生物大分子室级学术报告-Single molecule structural dynamics unravel the coexistence of futile and productive transport cycles of an ABC transporter
报告人：Dr. Oded Lewinson ，The Technion-Israel Institute of Technology ，The Ruth and Bruce Faculty of medicine
报告时间：2016年10月27日(周四） 上午10:00 - 11:30
From bacteria to man, ATP Binding Cassette (ABC) transporters comprise a very large super- family of proteins. These membrane embedded transporters actively pump a wide range of molecules through the permeability barriers of cell membranes. They are involved in most (if not all) physiological processes and are tightly linked to genetic human diseases such as CFTR. They are also directly responsible for tumor resistance to multiple chemotherapeutics, bacterial multidrug resistance (MDR), and bacterial virulence and pathogenesis. The past decade has seen a boom in structural studies of ABC transporters and this structural information provided an invaluable context for understanding the mechanism of action of ABC transporters. One mechanistic aspect of ABC transporters that remains poorly understood is the nature and dynamics of their conformational changes. Most of the knowledge that we have today regarding the conformations of ABC transporters stems from crystal structures that are static pictures of highly dynamic machines. ABC transporters are known to undergo dramatic conformational changes during their transport cycle and these movements are of course an essential and a fundamental part of the transport mechanism. Little we know of the extent of these movements and even less so of their dynamics. In this work we have addressed this “black box”.

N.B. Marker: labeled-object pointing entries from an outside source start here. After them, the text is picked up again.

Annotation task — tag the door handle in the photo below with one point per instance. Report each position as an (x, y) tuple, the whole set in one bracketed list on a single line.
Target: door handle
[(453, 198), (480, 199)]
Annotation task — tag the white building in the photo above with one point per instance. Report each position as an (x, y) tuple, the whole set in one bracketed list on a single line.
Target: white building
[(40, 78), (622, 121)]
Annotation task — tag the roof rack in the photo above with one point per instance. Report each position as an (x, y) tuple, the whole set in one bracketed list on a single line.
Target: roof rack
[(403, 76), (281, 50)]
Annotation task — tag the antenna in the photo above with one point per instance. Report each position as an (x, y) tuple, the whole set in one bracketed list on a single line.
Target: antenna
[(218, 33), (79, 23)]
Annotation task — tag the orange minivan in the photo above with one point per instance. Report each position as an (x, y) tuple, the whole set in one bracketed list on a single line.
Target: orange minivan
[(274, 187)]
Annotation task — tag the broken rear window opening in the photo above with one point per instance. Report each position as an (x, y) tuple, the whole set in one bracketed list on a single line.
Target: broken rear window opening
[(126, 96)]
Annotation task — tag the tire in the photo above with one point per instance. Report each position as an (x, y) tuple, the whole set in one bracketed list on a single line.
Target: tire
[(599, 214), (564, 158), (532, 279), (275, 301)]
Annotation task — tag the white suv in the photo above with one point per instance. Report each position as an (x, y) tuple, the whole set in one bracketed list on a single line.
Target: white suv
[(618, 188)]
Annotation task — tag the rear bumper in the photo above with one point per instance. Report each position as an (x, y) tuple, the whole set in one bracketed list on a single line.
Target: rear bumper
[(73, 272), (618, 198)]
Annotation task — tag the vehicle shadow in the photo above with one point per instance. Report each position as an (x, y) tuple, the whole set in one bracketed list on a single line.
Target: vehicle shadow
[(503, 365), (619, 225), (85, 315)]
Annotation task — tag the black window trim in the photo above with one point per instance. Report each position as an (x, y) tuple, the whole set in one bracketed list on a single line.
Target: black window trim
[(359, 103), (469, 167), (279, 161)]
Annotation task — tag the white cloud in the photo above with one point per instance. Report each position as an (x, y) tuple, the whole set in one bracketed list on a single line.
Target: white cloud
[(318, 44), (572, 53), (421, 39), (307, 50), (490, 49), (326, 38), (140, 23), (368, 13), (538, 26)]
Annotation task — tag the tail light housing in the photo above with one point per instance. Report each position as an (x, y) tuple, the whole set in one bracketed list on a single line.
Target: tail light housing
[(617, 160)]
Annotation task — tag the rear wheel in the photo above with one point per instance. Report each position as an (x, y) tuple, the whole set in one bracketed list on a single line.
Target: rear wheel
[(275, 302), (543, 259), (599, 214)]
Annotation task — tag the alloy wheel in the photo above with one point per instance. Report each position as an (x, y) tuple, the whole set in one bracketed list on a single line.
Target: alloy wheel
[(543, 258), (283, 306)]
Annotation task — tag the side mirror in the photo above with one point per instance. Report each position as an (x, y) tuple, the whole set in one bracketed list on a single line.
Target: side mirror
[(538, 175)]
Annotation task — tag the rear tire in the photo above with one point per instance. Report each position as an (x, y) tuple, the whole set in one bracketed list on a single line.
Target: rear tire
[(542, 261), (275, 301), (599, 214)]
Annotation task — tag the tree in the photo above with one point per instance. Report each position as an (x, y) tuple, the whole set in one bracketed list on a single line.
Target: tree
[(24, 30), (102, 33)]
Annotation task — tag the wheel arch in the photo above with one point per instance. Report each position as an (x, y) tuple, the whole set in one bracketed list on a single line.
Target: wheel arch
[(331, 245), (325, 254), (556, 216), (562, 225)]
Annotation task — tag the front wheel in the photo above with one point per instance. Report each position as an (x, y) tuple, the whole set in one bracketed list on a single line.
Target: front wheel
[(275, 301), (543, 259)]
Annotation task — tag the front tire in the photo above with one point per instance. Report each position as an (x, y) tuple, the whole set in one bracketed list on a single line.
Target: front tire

Single molecule techniques have transformed the way we think of how proteins work. From a Michaelis-Menten perspective to the identification of sub-populations, memory landscapes, and other non Markovian behaviors of enzymes. Arguably one of the most powerful and informative techniques to study conformational changes and conformational dynamics at the single molecule level is single molecule FRET, combined with wide-field TIRF microscopy. We applied this approach to study the conformational cycle of the vitamin B12 transporter from BtuCD. Here, we present our recent findings, unraveling the existence of two parallel catalytic cycles. One cycle is productive while the other is futile, and an auxiliary protein shifts BtuCD between the two cycles by controlling its allosteric connectivity.